The first fight after a wound is always hard, like getting back on a horse that has thrown you. At the head of my ladder, swaying wildly, or so it seemed to me at the very top of a tower between two big ships, I had hours to consider the feel of the red-hot sand as it poured down my body and was trapped against me by my own armour, and the smell as my flesh scorched, and the feel of heavy rocks on my shield, on my helmet, on my thorax.
The sea stank with eight months of refuse, garbage and human filth from the siege – uncollected corpses, offal, carcasses from all the sacrifices, excrement. The enemy engines were loosing as fast as they could be loaded, and we could hear as heavy rocks or long spears struck our ship, and once, quite early in our manoeuvring, a ballista bolt tore through the hide covering and killed three men where they waited on the ladders. There was shouting, screaming and, in the distance, the constant sound of massed prayers – hymns to Melkart. Thirty thousand voices singing together – an eerie sound.
About midnight, all of our engine ships began to launch all together. First they threw baskets of heavy gravel to clear the walls, and then multiple salvos of great rocks, chipped round by slaves, and then more gravel.
By that time, my ship was quite close, and I could see individual men on the walls. And they could see us.
A disc – like an aspis, but flung sideways so that it spun, and full of red-hot sand and burning dung – hit our tower. The sand fell harmlessly into the sea with a hiss and a burst of steam, but the burning shit stuck to the hides and they steamed.
When I peeked over the top of the tower, I could see that we were coming up against a pair of huge wooden wheels with paddles attached, almost like mill wheels placed on their sides. They turned very fast, and even as I watched, a huge bolt struck one – and was deflected by the rotation of the wheel and the struts.
But a heavy rock from one of the distant catapults struck the wheel edge on – as if striking the top of a chariot wheel’s tyre – and something gave. The wheel began to break up as it turned – pieces of wood showered off it like sparks off a sharpening stone.

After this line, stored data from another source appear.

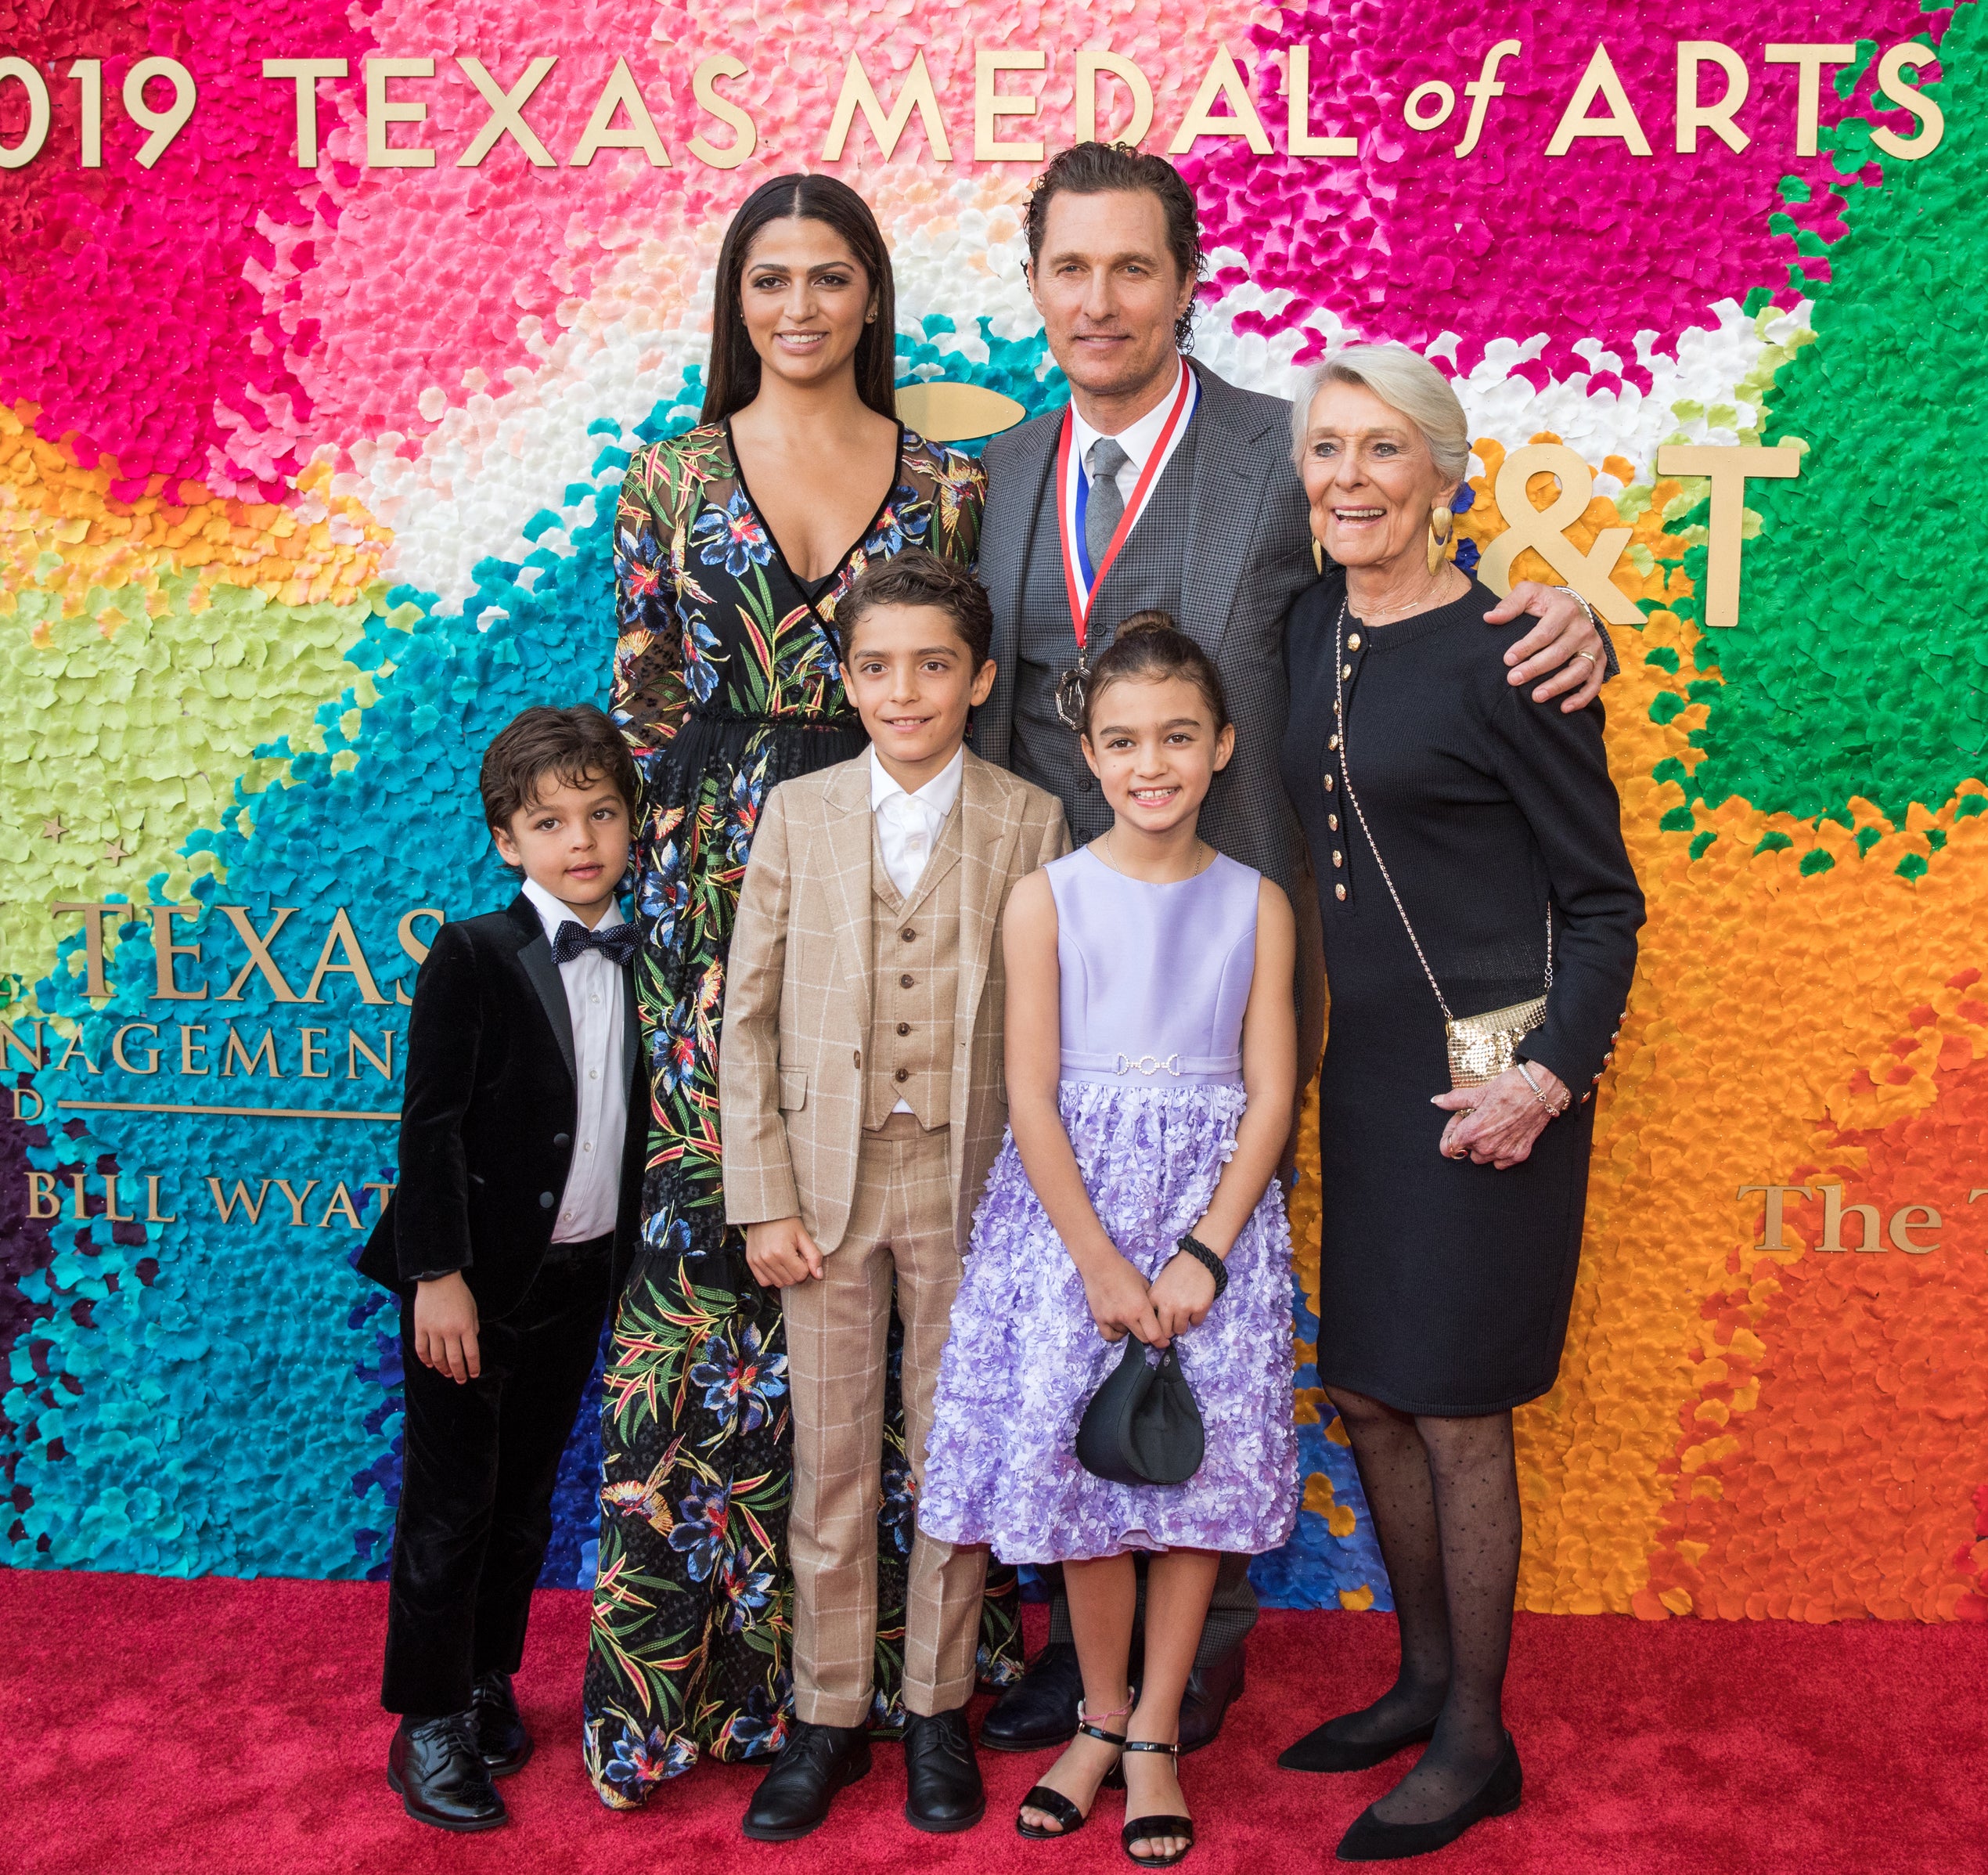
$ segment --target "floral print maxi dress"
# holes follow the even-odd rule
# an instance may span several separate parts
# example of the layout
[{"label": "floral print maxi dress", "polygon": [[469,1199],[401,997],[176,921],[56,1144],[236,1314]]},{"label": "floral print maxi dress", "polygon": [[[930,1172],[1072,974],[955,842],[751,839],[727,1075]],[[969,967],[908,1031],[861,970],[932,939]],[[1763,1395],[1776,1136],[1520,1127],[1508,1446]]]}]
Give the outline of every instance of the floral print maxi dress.
[{"label": "floral print maxi dress", "polygon": [[[642,777],[636,996],[650,1069],[642,1243],[601,1404],[599,1574],[585,1693],[588,1776],[616,1809],[698,1752],[784,1742],[792,1480],[780,1292],[747,1273],[720,1186],[718,1044],[726,954],[766,791],[861,753],[837,669],[835,608],[907,546],[971,563],[979,465],[901,431],[898,474],[863,538],[810,587],[760,521],[729,430],[705,424],[628,465],[616,517],[615,720]],[[891,1331],[877,1514],[872,1724],[904,1721],[906,1568],[916,1505]],[[990,1569],[981,1674],[1021,1670],[1014,1572]]]}]

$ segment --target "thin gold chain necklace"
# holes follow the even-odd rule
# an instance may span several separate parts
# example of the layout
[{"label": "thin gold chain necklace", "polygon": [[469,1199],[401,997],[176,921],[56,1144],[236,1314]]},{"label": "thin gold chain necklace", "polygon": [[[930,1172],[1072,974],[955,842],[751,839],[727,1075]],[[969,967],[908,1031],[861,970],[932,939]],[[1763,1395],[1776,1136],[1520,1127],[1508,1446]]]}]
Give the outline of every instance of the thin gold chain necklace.
[{"label": "thin gold chain necklace", "polygon": [[[1118,826],[1115,820],[1113,821],[1109,827],[1105,828],[1104,837],[1097,843],[1097,856],[1102,860],[1106,865],[1110,867],[1120,878],[1129,879],[1132,878],[1132,874],[1127,872],[1116,860],[1111,857],[1111,836],[1118,831]],[[1202,860],[1201,864],[1197,866],[1192,872],[1188,874],[1187,879],[1199,878],[1201,874],[1207,871],[1209,867],[1212,866],[1214,864],[1215,849],[1211,846],[1208,849],[1208,857]],[[1133,883],[1140,885],[1184,885],[1187,884],[1187,879],[1138,879],[1134,880]]]}]

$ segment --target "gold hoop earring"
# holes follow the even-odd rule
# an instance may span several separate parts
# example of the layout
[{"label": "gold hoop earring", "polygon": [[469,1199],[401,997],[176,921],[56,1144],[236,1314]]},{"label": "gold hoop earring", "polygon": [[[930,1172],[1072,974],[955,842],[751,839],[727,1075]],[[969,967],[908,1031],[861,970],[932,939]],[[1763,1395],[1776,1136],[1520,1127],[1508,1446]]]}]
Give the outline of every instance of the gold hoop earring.
[{"label": "gold hoop earring", "polygon": [[1316,534],[1312,536],[1312,571],[1321,579],[1325,576],[1325,543]]},{"label": "gold hoop earring", "polygon": [[1428,557],[1429,571],[1433,573],[1442,564],[1450,551],[1450,536],[1456,532],[1456,517],[1444,502],[1436,502],[1429,509]]}]

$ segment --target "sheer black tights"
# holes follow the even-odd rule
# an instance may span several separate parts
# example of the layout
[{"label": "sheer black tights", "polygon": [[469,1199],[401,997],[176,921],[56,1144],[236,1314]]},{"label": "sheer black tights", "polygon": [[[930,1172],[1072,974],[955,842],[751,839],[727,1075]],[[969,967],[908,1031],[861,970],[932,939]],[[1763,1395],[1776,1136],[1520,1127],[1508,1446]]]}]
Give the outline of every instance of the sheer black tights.
[{"label": "sheer black tights", "polygon": [[1384,1823],[1432,1823],[1478,1790],[1504,1749],[1519,1551],[1511,1415],[1417,1418],[1329,1390],[1388,1566],[1401,1668],[1372,1705],[1328,1730],[1365,1742],[1435,1719],[1420,1761],[1375,1806]]}]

By the will of the gods or ill luck, my tower would be the first to reach the walls. Despite all the engines throwing rocks, the hail of small stones and all the fire being cast, the fires burning in the city beyond and the ships afire under the walls – despite all of it, the enemy had gathered a large force where my tower would reach the wall – more men than I could count.